The purpose of these alarms were to draw the attention of the pilot. The pilots of AF447 were both fairly junior. The senior pilot was having a rest. This is standard procedure for all international airlines. However, here the situation went from fine to catastrophic in a matter of seconds. The pilots did what anyone would do, panic.
Panic is something good airline crews plan for. It’s called crew resource management. Step one of the plan is secure oxygen. Step two is fly the plane. Step three is assess the situation. Step four is take appropriate steps to remedy the problem. Granted this is an over-simplification but it works here.
The crew on AF447 didn’t fly the plane. They got so caught up in alarms, systems, and other things, they panicked and forgot how to fly the plane. Nova showed what to do, set power and trim, fly the plane, then listen to the alarms.
Wait listen to the alarms is last? Yup, the pilots have to fly the plane. But the pilots are not all to blame here. (Though I think they are ultimately responsible)
Airbus shares a lot of the blame. People talk about the pitot tubes and that it was a parts failure. I call bull on this. Planes are designed to fly after an engine explodes, a pitot tube failure should not bring down a Cessna 152 (Do Cessna 152s have pitot tubes?) much less an Airbus 330.

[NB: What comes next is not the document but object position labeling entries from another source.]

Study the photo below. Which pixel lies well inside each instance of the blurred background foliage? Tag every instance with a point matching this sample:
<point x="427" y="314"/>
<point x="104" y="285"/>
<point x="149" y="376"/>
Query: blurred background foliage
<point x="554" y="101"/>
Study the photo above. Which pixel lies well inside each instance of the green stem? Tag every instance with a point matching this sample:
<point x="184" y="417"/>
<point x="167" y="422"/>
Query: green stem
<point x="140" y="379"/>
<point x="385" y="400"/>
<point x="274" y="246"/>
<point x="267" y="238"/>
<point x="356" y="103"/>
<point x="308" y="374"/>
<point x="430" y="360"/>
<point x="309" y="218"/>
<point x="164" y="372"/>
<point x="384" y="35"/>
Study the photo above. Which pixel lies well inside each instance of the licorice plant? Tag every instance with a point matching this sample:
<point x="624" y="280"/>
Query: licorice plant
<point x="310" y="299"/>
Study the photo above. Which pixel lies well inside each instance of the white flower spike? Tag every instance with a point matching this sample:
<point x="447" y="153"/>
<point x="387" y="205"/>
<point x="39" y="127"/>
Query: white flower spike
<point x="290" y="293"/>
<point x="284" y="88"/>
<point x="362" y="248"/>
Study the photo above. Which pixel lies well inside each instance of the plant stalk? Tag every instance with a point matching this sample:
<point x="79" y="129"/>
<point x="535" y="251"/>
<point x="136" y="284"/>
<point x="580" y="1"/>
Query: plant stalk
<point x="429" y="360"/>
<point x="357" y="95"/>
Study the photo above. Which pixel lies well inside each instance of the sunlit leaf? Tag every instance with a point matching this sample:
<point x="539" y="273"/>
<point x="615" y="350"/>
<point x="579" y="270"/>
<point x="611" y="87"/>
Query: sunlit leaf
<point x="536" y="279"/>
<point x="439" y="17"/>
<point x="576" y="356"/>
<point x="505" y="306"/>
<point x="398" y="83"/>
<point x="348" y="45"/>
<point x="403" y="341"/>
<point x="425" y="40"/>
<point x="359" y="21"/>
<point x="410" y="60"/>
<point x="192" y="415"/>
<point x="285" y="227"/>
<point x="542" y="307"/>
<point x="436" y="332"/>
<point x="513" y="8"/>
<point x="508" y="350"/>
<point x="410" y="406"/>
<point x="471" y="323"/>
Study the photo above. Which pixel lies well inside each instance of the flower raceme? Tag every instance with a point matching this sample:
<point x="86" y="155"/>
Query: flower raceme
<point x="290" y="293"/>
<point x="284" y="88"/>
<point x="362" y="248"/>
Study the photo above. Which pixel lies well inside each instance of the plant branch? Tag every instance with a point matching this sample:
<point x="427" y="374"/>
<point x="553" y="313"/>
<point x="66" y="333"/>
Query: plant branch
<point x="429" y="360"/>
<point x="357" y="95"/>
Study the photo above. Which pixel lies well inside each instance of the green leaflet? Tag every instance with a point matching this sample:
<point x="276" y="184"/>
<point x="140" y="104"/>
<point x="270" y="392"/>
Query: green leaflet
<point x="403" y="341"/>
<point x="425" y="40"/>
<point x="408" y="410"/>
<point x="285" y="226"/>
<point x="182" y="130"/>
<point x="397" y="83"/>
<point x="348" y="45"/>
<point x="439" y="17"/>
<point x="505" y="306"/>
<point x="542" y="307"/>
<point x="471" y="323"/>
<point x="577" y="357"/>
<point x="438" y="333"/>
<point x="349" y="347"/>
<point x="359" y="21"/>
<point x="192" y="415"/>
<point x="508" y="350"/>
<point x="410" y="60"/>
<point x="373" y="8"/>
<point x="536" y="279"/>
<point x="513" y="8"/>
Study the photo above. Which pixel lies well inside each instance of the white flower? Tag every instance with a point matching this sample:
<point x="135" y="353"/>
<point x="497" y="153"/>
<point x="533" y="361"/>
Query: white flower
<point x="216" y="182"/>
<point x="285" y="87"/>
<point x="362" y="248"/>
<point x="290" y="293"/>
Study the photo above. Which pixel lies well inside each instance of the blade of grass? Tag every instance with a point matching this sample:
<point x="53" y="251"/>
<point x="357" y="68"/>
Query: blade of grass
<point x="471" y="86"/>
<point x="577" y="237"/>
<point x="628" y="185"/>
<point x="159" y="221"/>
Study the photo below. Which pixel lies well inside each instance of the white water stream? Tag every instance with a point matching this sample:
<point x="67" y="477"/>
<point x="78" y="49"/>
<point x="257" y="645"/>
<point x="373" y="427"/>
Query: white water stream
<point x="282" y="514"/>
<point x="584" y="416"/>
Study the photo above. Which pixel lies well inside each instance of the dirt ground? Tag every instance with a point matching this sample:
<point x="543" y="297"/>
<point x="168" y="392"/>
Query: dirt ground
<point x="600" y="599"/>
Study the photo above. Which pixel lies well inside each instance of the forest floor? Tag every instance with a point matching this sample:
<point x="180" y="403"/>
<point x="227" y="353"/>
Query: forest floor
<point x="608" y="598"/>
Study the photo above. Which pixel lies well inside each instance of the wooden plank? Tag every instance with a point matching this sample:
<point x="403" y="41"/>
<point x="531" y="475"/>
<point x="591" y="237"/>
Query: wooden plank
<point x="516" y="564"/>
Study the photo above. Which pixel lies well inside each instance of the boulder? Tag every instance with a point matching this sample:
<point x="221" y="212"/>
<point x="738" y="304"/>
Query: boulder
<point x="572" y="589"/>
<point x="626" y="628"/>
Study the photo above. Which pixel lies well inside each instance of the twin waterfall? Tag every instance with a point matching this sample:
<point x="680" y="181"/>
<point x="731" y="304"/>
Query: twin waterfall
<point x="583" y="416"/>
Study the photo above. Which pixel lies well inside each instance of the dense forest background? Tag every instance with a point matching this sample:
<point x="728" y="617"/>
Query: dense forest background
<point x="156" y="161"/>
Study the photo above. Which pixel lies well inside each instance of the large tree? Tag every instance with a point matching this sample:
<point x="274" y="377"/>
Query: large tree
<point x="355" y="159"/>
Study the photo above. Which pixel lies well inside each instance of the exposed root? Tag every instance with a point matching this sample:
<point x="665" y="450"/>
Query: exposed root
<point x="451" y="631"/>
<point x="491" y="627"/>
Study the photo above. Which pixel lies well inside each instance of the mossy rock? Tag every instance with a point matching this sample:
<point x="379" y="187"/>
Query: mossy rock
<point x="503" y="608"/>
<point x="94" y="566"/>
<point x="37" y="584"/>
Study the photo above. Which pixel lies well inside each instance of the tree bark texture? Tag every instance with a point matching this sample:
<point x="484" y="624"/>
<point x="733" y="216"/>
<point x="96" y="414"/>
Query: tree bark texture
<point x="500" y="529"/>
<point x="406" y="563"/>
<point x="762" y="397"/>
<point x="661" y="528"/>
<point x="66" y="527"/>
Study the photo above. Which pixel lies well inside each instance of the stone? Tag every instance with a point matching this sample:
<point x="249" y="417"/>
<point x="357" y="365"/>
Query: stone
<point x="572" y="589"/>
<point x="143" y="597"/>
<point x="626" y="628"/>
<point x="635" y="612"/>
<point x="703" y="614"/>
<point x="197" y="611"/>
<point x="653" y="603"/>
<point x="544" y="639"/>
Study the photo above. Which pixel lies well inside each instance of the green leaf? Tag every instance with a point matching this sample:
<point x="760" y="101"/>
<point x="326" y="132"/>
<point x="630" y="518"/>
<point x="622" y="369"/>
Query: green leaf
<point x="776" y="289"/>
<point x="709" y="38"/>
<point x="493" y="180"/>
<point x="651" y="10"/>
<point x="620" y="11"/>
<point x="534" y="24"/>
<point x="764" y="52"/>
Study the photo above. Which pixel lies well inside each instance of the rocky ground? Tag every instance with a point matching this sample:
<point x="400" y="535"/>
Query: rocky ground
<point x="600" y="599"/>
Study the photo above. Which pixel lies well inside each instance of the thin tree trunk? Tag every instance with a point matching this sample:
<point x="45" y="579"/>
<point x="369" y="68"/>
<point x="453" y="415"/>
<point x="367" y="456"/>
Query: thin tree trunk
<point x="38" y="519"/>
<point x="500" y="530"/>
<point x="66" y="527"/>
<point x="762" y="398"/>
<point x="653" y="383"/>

Let’s take an engine explosion. Qantas Airbus 380 flight from Singapore to Sydney had an engine compressor explosion after leaving Singapore. Plane returns safely to Singapore, no fatalities. In documentary about this flight one comment the pilot made interested me a great deal. He mentioned having to go through an acknowledge pages of alarms on his data screen as well as the rest of his control panel. He stated that he spent a lot of the emergency not dealing with the emergency but acknowledging that there was a problem. As if he didn’t know from the engine explosion.
I think Airbus is overloading pilots in emergencies. Rather then encouraging the pilot to focus on flying the plane they are providing the pilot with too much information about the situation. I want my pilot flying the plane, no acknowledging a system prompt in the first few moments of the emergency.
Where the line is between too much and too little information, nobody knows. However, with fewer alarms would the AF pilots been able to save the flight, I think so.
Whatever happens now and in the future this sad chapter in aviation history closed.